For one previous study, they measured workers’ levels of 8-OH-dG, which is a chemical byproduct of the DNA repair process. (All day long, we bruise and ding our DNA. At night, it should fix itself.) They found that people who slept at night had higher levels of 8-OH-dG in their urine than day sleepers, which suggests that their bodies were healing more damage.

The researchers wondered if the differing 8-OH-dG levels could be somehow related to the hormone melatonin, which helps regulate our body clocks. They went back to the archived urine from the first study and identified 50 workers whose melatonin levels differed drastically between night-sleeping and day-sleeping days. They then tested those workers’ samples for 8-OH-dG.

The difference between the two sleeping periods was dramatic. During sleep on the day before working a night shift, workers produced only 20 percent as much 8-OH-dG as they did when sleeping at night.

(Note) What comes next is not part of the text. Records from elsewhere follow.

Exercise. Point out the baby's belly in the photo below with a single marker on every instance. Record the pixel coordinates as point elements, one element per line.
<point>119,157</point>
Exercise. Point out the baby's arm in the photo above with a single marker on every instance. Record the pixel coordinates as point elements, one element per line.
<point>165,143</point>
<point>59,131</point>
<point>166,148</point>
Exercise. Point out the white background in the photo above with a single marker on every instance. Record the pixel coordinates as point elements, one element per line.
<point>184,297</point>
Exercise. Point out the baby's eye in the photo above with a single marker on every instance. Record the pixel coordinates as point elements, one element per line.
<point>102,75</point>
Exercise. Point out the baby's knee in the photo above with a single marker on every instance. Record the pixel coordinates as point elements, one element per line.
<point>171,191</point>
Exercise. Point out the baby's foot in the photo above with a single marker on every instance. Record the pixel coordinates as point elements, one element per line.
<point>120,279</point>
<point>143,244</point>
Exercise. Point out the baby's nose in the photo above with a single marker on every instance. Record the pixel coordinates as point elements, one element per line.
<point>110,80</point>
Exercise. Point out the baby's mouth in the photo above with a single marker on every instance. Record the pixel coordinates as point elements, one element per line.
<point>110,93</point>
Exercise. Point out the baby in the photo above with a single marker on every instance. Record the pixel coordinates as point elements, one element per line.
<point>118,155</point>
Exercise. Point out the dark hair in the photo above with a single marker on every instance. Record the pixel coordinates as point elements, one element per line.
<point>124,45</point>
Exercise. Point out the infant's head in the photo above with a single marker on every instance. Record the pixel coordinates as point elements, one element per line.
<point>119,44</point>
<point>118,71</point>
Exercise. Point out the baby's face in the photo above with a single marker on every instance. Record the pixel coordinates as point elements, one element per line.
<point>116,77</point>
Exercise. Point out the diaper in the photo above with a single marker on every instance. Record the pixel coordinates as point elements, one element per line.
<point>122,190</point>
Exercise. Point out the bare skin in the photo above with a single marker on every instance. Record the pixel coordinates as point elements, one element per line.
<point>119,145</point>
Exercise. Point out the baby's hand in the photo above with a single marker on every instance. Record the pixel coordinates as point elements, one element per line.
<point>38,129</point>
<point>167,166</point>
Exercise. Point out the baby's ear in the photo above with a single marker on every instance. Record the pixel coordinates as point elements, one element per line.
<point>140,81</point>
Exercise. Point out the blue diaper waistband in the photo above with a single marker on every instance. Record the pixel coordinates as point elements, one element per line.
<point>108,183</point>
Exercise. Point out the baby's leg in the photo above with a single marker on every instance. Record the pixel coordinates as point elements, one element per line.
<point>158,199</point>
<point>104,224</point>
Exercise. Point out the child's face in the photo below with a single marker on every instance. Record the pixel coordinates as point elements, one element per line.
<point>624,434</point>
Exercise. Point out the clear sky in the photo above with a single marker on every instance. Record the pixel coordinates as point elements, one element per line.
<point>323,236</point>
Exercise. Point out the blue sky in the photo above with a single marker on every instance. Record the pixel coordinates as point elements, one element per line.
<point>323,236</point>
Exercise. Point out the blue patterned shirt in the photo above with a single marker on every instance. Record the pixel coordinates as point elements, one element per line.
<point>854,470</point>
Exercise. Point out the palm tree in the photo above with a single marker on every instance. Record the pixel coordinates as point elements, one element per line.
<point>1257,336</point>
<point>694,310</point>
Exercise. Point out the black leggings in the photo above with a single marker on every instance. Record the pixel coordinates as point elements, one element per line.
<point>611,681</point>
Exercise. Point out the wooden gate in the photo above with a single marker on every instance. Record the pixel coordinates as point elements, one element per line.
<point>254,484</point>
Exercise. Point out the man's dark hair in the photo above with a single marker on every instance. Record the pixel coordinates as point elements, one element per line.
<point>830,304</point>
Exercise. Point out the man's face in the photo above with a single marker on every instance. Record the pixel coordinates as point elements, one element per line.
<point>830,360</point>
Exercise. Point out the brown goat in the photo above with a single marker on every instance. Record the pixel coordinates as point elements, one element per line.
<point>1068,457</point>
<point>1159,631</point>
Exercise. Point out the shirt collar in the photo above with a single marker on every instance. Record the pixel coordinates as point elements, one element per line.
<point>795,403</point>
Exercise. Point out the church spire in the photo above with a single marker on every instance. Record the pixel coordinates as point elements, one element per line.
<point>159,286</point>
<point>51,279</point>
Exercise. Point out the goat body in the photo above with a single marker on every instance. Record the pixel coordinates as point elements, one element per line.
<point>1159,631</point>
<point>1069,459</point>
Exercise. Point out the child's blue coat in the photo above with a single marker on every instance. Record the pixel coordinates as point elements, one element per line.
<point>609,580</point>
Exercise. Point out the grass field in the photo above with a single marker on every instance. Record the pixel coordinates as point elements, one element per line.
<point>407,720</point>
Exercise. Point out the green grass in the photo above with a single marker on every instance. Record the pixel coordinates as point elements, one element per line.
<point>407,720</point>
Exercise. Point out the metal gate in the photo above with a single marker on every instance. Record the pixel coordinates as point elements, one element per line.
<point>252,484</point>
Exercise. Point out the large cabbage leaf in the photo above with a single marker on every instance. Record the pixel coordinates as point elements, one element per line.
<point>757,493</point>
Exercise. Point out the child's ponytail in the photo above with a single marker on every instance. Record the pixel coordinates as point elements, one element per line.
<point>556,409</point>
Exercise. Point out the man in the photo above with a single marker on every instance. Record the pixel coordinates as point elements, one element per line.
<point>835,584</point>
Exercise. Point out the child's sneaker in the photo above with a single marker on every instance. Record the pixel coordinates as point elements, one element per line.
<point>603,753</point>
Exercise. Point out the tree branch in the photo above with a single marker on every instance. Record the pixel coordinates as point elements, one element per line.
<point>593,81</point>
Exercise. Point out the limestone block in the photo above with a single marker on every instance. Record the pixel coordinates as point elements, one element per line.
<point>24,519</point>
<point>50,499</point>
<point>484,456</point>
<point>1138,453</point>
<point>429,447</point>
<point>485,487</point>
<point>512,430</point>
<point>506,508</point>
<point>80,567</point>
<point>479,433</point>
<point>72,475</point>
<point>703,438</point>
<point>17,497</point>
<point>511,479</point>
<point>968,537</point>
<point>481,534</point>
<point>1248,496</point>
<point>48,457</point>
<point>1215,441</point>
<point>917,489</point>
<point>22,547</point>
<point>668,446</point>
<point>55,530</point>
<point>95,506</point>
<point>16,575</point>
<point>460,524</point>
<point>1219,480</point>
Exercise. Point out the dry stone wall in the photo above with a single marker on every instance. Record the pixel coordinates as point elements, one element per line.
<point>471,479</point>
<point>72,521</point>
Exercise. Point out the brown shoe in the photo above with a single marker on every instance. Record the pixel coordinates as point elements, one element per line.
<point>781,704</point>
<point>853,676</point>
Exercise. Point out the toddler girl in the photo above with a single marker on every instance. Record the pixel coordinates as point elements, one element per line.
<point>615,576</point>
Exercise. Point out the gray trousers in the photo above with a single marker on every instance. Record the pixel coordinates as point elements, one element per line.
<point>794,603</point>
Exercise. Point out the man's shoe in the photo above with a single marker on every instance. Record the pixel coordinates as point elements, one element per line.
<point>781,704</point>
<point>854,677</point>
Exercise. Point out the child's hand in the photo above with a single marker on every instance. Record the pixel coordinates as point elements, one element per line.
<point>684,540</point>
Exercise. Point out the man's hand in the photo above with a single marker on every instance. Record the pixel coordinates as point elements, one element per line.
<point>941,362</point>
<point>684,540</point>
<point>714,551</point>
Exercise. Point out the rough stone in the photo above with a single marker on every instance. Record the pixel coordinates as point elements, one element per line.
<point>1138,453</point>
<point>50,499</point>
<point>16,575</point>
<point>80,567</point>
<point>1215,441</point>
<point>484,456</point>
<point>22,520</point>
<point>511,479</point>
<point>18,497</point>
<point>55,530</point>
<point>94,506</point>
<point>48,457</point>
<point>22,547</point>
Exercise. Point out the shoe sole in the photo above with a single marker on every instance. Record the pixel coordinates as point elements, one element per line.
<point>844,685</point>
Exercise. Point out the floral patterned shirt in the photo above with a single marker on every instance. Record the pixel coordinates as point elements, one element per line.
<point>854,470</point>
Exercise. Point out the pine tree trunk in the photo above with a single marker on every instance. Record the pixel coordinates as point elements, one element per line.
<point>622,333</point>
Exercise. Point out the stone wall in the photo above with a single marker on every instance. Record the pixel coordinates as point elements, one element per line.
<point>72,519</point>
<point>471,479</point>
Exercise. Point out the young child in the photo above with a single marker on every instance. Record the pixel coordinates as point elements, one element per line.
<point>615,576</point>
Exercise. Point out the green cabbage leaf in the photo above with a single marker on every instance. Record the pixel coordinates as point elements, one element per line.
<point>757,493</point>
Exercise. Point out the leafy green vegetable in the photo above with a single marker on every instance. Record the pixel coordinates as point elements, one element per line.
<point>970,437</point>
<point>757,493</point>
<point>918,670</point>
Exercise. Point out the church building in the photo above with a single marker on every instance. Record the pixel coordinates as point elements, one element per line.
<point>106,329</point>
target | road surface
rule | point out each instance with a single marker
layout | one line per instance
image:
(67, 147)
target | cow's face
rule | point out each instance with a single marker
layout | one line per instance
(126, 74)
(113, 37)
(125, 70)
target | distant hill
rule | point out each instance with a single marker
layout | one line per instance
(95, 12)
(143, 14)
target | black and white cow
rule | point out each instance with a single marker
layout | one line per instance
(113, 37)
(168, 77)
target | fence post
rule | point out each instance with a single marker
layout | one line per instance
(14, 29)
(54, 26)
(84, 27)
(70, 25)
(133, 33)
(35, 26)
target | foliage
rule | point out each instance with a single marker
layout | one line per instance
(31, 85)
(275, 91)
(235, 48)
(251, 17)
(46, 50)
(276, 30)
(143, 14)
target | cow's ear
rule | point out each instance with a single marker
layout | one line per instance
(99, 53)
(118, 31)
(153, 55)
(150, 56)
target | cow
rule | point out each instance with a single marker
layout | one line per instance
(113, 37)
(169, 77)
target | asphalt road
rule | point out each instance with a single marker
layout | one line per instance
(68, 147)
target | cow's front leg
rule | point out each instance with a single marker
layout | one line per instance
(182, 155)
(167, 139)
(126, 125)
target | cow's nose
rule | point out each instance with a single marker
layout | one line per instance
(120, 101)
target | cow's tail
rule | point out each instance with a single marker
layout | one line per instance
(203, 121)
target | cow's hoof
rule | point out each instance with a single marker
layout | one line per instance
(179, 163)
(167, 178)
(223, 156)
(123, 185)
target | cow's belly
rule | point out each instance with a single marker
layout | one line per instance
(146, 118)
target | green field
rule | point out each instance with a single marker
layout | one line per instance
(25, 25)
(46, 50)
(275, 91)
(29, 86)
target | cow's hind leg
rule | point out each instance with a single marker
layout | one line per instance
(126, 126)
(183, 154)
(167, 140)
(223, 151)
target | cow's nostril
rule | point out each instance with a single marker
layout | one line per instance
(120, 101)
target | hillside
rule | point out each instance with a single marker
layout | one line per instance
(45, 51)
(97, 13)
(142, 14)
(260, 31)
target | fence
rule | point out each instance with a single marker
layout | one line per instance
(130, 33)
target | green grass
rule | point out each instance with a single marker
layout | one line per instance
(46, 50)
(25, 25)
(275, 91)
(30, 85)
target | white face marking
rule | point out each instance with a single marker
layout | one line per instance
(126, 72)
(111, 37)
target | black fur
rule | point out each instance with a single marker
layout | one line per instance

"This likely reflects a reduced capacity to repair oxidative DNA damage due to insufficient levels of melatonin,” the authors write, “and may result in cells harbouring higher levels of DNA damage."

DNA damage is considered one of the most fundamental causes of cancer.

Lead author Parveen Bhatti says it’s possible that taking melatonin supplements could help, but it’s still too soon to tell. This was a very small study, the participants were all white, and the researchers didn't control for lifestyle-related variables like what the workers ate.

“In the meantime,” Bhatti told Mental Floss, “shift workers should remain vigilant about following current health guidelines, such as not smoking, eating a balanced diet and getting plenty of sleep and exercise.”